Ainda que verdadeira a afirmação no que diz respeito ao número de peças escritas, eu afirmo que não há equilíbrio no tratamento. Afirmo também que, ainda que houvesse equilíbrio, nos termos postos, esse equilíbrio seria injusto, porque coloca em situação de paridade o ocupante e o ocupado, o regime de segregação e as suas vítimas, o colonizador e aquele que é expulso de sua casa, o genocida e o povo a ele submetido.

Uma base em que se pode apoiar a ideia de equilíbrio sustentada pelo jornal é dada pela ideia de que a existência de ocupação, de apartheid, de limpeza étnica, de genocídio é objeto de disputa, questão de opinião. Ao não ter a coragem de dizer que não é assim, continua a permitir livre curso à mentira que se fantasia de equidistância.

E mais, ainda que tivesse algum mérito a noção de equilíbrio, como eu apontei em artigo publicado nesta Folha no dia 10 de outubro de 2023, o jornal escolheu seu lado ao decidir se referir sempre ao Hamas como "o grupo terrorista". Como eu disse então, a partir dali tudo o que Israel fizesse estaria justificado de antemão pela Folha.

Tudo o mais que o jornal tiver noticiado ou vier a noticiar sobre o assunto deverá ser lido à luz dessa tomada de posição. E enquanto a cada dois ou três dias se tem uma notícia vaga sobre o fato mais recente –um fato escolhido entre muitos possíveis– e uma análise que não nos ensina nada de relevante sobre a guerra, sobre a tragédia, sobre o que está em jogo, o leitor pode alimentar a ilusão de que está sendo informado.

Enfim, enquanto folheava o jornal na manhã de quarta-feira passada (10), não me surpreendi com o fato de que ele passava em silêncio sobre a guerra de Gaza. Tampouco me surpreendi com o fato de que na última folha, na coluna de Mariliz Pereira Jorge, o tema aparecesse na forma de falsas notícias. A colunista tem insistido em relatar fatos que não aconteceram no dia 7 de outubro. Diz que o New York Times, a ONU e a BBC confirmam, por exemplo, a violência sexual contra as mulheres, quando todos esses desmentiram as notícias.
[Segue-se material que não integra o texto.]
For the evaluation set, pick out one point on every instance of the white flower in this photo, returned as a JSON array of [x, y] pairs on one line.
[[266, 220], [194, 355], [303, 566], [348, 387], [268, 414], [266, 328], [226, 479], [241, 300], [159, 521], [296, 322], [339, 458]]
Isso me fez lembrar de uma coluna de Luiz Felipe Pondé, de 21 de abril de 2024, em que ele diz: "Articulistas, jornalistas e colunistas são no Brasil, em sua total maioria (sic), contra Israel, mas nos comentários um monte de gente acusa os veículos de 'estarem a serviço do sionismo'. O que fazer diante de tal absurdo?".

O que fazer diante de tal absurdo é uma boa pergunta. Não sei o que pode significar uma "total maioria", mas me pergunto se ele tem em mente os jornalistas, articulistas e colunistas empregados, especialmente em grandes veículos, se deu uma olhada nos artigos escritos por ele próprio e seus colegas na Folha...

Foi Raduan Nassar quem se referiu aos sofistas como "aqueles trapaceiros da Antiguidade que se encarregaram na época de desmoralizar o uso da razão". Eles continuam entre nós.